ちなみに、朝は快晴だったのだ。それはもう、徹の家の前でうたた寝ができるくらいの、快晴。
昼休みも晴れていたから、まさか雨が降るだなんて……誰にも想像できなかっただろう。
「徹は……帰った、か」
ついさっき、徹は別の友達と一緒に歩いていた。だからたぶん、もう帰っただろう。
(この様子だと、すぐやむ……ようには、見えないしなぁ……)
濡れる覚悟を決めるか……往生際悪く、やむのを待つか。
そう、考えあぐねていると。
「――諸星?」
――突然、背後から俺を呼ぶ声が聞こえた。
全身。それでいて、細胞レベルで起きているかのように思える……拒否反応。
相手なんて、分かっている。
(……高、遠原……っ)
そこには、高遠原が……一人で立っていた。
一瞬だけ向けてしまった視線を、元に戻す。
……が。
「傘は?」
あろうことか、俺に話しかけてくるではないか。
(何で、普通に話しかけてくるんだよ……っ!)
腹立たしいことこのうえない。
だけど、反応したら負けだ。

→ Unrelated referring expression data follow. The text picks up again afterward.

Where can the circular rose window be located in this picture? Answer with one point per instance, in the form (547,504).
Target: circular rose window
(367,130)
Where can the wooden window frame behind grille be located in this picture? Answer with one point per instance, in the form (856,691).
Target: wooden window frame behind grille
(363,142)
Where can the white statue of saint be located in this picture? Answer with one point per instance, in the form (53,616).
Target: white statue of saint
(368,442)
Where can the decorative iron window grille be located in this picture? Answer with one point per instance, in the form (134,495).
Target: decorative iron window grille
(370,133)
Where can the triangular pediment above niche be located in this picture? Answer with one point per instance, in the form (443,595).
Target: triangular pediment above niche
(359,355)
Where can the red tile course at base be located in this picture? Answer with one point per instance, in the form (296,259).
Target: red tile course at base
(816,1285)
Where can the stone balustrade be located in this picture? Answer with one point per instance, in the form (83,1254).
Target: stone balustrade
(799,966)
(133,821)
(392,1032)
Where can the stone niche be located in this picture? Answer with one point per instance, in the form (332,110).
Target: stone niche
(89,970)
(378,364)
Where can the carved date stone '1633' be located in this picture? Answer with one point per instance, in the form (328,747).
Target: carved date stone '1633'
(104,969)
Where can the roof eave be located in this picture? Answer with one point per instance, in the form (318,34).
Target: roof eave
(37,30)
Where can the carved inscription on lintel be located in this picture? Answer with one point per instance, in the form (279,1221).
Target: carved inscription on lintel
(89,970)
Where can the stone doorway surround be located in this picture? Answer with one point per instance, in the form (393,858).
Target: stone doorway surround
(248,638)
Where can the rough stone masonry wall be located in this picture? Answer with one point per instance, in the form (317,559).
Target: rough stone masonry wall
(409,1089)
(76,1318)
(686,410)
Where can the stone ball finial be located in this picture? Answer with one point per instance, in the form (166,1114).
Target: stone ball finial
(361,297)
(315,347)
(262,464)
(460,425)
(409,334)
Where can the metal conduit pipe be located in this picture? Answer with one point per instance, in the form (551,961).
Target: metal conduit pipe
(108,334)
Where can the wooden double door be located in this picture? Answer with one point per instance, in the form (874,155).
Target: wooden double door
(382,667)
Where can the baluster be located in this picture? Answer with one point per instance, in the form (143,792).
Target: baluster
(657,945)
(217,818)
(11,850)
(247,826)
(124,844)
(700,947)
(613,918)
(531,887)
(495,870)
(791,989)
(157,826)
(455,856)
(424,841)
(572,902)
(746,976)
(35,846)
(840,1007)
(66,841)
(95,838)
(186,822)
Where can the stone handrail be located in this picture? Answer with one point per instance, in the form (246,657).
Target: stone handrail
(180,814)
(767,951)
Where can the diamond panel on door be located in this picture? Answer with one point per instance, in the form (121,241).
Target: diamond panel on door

俺はそこに誰もないなかったかのように、また考え直す。
(高遠原は無視だ。……そうだな、雨……雨か。ヤッパリ、濡れるしかないかなぁ……)
脳内会議の結果……『走って帰る』が最有力候補。
(よし、帰ろう!)
そう結論付けた。
――瞬間。
「――車を呼べばいいだろ? ……あぁ。お前には【運転してくれる人がいなかった】か」
――高遠原が、わざとらしい挑発を向けてきた。
「……っ!」
思い切り睨みつけると、俺が反応を示して心底愉快なのか。
――高遠原は、ニヤニヤと笑っている。
高遠原が言うように……俺には、車を運転してくれるような相手が、いない。
(――親がいないって、知ってるくせに……っ!)
いや……厳密に言えば、いる。
だが、家にはいない。
「何だよ、その目は? 俺様と関わりたくなかったんじゃないのか?」
自分から声をかけてきたくせに、高遠原はやけに強気だった。
――反応したくなんて、ない。
――こんな奴と、関わりたくなんてないのに……っ!
俺の頭は、高遠原から指摘された……【親がいない】という事実しか、考えられなくなった。